If only we could find Fat Margaret.
Google Maps directed us to the hostel of the same name. As we looked around, I noticed the round tower flanking the entrance to old town Talliin.
“Honey? I think that’s it,” I admitted, sheepishly.
We walked back towards the tower and inside the Old Town, to the start of Rick Steves’ tour. Our search for the cursed tower from the cruise occupied the first hour of our time in Tallinn – and I was anxious to make up the rest.
Old Town Tallinn is straight out of a fairy tale, with its cobblestone streets and candy colored buildings. As we walked up Pikk Street (the main road running through Old Town), I noted some of the sights described by Rick in the walking tour – the ministry of police (which was the local KGB headquarters during Soviet rule) and St. Olav’s Church (which wasn’t open yet). We moseyed down to Maiasmokk, where we tucked into some cappuccinos and marveled at the décor of Tallinn’s oldest coffee shop. I was especially charmed by the Ferris Wheel of vintage coffee cups.
Adequately caffeinated, we circled back to St. Olav. The church was a far cry from the ornate Russian Orthodox churches I was used to seeing in the region. Instead of elaborate mosaics and paintings, St.
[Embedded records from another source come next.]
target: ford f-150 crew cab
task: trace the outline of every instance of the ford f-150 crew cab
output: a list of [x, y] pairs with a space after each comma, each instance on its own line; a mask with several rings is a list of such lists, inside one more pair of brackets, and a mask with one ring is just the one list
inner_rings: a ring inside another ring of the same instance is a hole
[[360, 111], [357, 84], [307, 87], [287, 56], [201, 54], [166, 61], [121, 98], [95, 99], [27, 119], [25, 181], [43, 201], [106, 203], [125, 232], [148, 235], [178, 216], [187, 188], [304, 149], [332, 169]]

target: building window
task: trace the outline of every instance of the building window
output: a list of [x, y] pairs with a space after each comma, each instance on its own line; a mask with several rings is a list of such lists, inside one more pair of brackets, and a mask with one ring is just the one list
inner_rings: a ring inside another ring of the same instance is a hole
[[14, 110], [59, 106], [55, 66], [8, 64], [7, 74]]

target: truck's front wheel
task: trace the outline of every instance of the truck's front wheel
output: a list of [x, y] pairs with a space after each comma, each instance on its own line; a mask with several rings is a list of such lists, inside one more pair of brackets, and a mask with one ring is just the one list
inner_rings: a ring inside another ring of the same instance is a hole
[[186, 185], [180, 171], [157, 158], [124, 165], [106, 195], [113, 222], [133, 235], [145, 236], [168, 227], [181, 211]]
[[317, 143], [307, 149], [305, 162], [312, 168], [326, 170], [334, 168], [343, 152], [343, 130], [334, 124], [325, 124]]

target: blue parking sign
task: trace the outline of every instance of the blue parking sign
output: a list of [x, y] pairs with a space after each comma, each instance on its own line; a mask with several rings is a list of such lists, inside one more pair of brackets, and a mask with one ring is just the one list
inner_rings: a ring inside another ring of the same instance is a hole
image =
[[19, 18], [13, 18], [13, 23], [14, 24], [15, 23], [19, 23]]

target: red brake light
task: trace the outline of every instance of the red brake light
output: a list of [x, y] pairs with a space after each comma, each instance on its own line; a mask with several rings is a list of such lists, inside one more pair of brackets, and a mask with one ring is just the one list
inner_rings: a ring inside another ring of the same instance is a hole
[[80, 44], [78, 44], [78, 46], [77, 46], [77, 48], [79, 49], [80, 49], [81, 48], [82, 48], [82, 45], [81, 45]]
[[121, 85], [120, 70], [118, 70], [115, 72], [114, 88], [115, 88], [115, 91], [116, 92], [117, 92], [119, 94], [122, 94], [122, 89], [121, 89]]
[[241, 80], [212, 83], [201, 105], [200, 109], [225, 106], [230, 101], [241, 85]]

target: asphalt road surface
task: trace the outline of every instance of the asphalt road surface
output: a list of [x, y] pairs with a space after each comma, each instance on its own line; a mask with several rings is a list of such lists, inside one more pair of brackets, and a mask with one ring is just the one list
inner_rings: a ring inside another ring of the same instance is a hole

Olav was minimalist with whitewashed ceilings, a handful of paintings, and ample benches. After a quick round around the chapel, we made our way up the narrow stone steps to the top – well worth the view.
The trip down was more harrowing than the trip up. But worth it, nonetheless.
We retraced our steps on Pikk Street and continued towards Town Hall Square, also known as Raekoja plats. Reminiscent of a Roman piazza, the square was dominated by another church (St. Nicholas’) and countless restaurants and shops. Just like in Italy, restaurant hosts implored guests to dine at their establishments, guaranteeing blankets, heat lamps, and umbrellas.
We weren’t hungry. We also wanted to eat somewhere off the beaten path.
“Toompea Castle. That sounds awesome. Let’s go there.”
Who doesn’t want to visit a place called Toompea? A castle, nonetheless? We continued to meander through Old Town, walking down a cobblestoned hill and towards the domed pillars marking the Nevsky Cathedral.
Turns out the nationalistic Estonians rarely frequent the Russian cathedral, which was built by the Russians to enhance their power during an Estonian nationalist movement. A bonus for us, as it meant that there weren’t large lines or crowds. Replete in detailed paintings, gold leaf, and ornate décor, Nevsky Cathedral was a foil to the austere St. Olav’s – and a nice teaser of what lay ahead of us in Saint Petersburg.
Toompea Castle, the home to Estonia’s Parliament, was a giant pink palace. My six-year-old self would have wanted to move in. My 29-year-old self wanted lunch.
We retraced our steps back onto Pikk Street in Old Town, ending up at Bollywood. Our desire for authentic Estonian food was out the window – I wanted chicken tikka masala, and my husband wanted saag. Plus, the Chinese and Thai options on the menu proved too irresistible to pass up. The food was delicious, incidentally. Skip the saag and request the chicken tikka masala and spring rolls. I also had a 0.3 L of Saku, a local Estonian brew, which cut the heat of my “extra spicy” chicken quite nicely.
We finished up lunch and began the trek back to the boat, the weather having taken a turn for the worse. The shipyard, which looked deceptively close, was farther than expected. After a tumble into a muddy puddle (by me – my husband stayed annoyingly dry), we gave up on the walk and hopped into a taxi to take us back to the ship.
My jeans and shoes were soaked and covered in mud. My impressions of Tallinn, however, remained high.